USTR is required to identify those countries that deny adequate and effective protection for intellectual property rights or deny fair and equitable market access to U.S. persons who rely on intellectual property protection. Those countries that have the most onerous or egregious acts, policies or practices and whose acts, policies or practices have the greatest adverse impact (actual or potential) on relevant U.S. products are to be identified as priority foreign countries. Acts, policies or practices that are the basis of a country’s designation as a PFC are normally the subject of an investigation under the Section 301 provisions of the Trade Act. USTR may not identify a country as a PFC if it is entering into good faith negotiations or making significant progress in bilateral or multilateral negotiations to provide adequate and effective protection of intellectual property rights.

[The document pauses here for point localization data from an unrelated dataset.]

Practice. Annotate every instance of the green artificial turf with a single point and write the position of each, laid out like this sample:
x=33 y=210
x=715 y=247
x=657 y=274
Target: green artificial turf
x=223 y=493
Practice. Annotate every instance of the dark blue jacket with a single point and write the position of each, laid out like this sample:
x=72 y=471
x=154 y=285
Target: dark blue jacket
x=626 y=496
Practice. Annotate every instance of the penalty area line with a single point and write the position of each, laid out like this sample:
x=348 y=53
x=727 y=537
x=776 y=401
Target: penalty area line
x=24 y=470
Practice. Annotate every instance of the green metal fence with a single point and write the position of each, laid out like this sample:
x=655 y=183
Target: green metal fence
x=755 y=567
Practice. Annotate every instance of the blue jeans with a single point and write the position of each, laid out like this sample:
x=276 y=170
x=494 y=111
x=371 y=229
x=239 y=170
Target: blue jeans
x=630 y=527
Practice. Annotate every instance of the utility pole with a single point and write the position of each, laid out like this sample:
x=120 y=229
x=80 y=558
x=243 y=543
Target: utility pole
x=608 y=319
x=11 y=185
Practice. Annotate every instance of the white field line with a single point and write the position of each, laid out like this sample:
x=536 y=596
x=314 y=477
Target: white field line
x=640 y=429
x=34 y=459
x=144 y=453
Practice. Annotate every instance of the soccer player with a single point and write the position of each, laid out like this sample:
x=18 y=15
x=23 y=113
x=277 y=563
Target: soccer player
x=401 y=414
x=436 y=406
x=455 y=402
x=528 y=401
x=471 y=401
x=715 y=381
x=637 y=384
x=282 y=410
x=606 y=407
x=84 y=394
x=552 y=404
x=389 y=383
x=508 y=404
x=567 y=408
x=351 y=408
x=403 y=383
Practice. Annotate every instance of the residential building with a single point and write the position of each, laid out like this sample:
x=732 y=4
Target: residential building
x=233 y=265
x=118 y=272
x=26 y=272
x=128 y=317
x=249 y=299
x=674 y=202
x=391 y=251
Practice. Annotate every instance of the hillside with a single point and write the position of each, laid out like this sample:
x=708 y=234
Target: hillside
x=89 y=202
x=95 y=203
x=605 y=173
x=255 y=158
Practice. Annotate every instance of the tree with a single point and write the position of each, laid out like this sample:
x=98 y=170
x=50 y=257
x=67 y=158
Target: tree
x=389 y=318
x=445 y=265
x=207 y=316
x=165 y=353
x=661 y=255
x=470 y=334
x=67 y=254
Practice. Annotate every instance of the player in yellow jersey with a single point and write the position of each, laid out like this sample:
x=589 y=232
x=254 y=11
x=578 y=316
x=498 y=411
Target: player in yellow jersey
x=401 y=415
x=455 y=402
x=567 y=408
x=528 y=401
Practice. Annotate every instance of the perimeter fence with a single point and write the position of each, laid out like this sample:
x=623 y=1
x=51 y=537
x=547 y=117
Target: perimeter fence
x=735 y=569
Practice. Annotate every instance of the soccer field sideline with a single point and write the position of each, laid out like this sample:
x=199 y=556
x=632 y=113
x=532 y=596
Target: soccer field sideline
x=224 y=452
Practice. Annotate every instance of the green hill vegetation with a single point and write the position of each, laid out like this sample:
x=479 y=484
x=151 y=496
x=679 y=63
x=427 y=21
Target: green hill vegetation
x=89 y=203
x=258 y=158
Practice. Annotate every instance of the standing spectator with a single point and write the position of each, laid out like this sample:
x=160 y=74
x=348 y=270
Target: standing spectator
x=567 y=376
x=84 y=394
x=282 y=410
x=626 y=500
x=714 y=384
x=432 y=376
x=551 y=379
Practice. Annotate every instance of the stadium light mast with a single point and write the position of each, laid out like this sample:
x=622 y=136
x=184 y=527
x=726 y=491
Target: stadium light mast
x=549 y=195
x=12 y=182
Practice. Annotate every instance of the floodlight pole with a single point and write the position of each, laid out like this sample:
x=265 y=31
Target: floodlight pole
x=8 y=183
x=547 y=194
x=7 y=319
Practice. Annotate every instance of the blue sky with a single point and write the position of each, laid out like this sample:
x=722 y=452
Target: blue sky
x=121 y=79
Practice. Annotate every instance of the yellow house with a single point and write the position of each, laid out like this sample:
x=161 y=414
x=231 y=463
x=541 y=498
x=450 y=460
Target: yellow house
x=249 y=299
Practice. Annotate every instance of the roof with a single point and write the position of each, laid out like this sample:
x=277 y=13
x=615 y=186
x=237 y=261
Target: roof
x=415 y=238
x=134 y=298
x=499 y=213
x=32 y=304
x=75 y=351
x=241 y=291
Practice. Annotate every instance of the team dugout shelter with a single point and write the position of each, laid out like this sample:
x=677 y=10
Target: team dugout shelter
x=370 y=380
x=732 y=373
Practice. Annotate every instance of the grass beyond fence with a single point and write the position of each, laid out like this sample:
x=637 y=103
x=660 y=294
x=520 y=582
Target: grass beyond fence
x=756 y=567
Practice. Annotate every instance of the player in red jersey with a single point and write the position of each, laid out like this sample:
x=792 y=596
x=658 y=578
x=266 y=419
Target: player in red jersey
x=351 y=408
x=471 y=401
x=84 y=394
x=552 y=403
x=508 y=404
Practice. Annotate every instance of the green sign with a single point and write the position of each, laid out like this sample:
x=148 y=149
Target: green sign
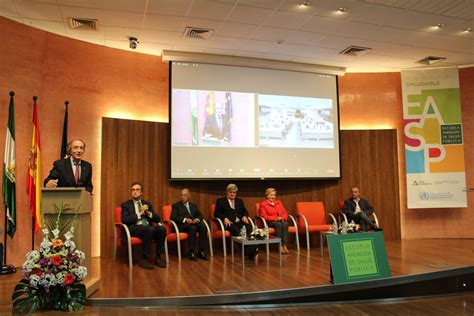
x=451 y=134
x=358 y=257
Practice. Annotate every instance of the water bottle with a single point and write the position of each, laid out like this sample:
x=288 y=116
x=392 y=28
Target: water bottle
x=243 y=232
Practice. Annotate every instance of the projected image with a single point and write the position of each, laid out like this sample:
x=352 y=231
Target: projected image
x=285 y=121
x=213 y=118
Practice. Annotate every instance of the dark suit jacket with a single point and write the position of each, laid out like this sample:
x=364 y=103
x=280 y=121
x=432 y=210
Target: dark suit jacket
x=349 y=207
x=62 y=171
x=179 y=212
x=211 y=127
x=223 y=209
x=130 y=218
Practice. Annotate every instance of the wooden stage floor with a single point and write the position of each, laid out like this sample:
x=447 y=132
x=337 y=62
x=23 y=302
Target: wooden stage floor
x=220 y=276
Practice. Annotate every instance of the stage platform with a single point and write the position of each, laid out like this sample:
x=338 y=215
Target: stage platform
x=423 y=267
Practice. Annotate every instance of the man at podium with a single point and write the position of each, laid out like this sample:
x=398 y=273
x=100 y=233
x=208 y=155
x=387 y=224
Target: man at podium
x=72 y=171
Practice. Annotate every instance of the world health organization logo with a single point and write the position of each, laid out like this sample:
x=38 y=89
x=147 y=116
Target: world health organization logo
x=424 y=195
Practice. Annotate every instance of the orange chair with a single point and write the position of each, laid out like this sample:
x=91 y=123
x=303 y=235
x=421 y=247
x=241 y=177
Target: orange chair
x=312 y=219
x=344 y=216
x=218 y=229
x=172 y=231
x=262 y=223
x=130 y=241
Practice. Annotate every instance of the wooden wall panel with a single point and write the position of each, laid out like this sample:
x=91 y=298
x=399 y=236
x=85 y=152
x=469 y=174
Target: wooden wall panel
x=139 y=151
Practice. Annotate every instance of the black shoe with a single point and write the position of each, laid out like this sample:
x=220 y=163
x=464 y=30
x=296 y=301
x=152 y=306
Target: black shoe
x=202 y=255
x=253 y=254
x=192 y=256
x=145 y=264
x=160 y=262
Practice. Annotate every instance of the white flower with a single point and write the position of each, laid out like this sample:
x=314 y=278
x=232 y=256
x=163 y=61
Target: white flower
x=70 y=244
x=46 y=246
x=33 y=255
x=81 y=272
x=80 y=254
x=68 y=235
x=56 y=233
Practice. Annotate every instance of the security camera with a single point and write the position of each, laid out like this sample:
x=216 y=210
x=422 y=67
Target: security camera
x=133 y=42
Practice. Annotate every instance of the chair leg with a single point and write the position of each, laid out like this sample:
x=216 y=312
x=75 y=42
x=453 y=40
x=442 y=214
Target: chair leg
x=307 y=239
x=178 y=243
x=166 y=252
x=210 y=246
x=223 y=244
x=130 y=254
x=297 y=241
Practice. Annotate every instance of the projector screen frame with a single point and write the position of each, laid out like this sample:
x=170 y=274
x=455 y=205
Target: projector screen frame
x=246 y=179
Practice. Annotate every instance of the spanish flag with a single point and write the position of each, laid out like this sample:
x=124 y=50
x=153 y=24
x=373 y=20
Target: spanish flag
x=33 y=177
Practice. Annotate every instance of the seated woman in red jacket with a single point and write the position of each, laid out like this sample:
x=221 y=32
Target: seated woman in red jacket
x=276 y=216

In addition, USTR has created a priority watch list and a watch list under the Special 301 provisions. The placement of a trading partner on one of these lists indicates that particular problems exist in that country with respect to IPR protection, enforcement or market access for persons relying on intellectual property. Countries placed on the PWL are the focus of increased bilateral attention concerning the problem areas.

USTR requests that, where relevant, submissions mention particular areas of El Salvador in which an act, policy or practice deserves special attention. Submissions may report positive or negative developments. For the latter, comments should include as detailed a description as possible of the problems experienced and their effect on U.S. industry. Any comments that include quantitative loss claims should be accompanied by the methodology used in calculating the estimated losses.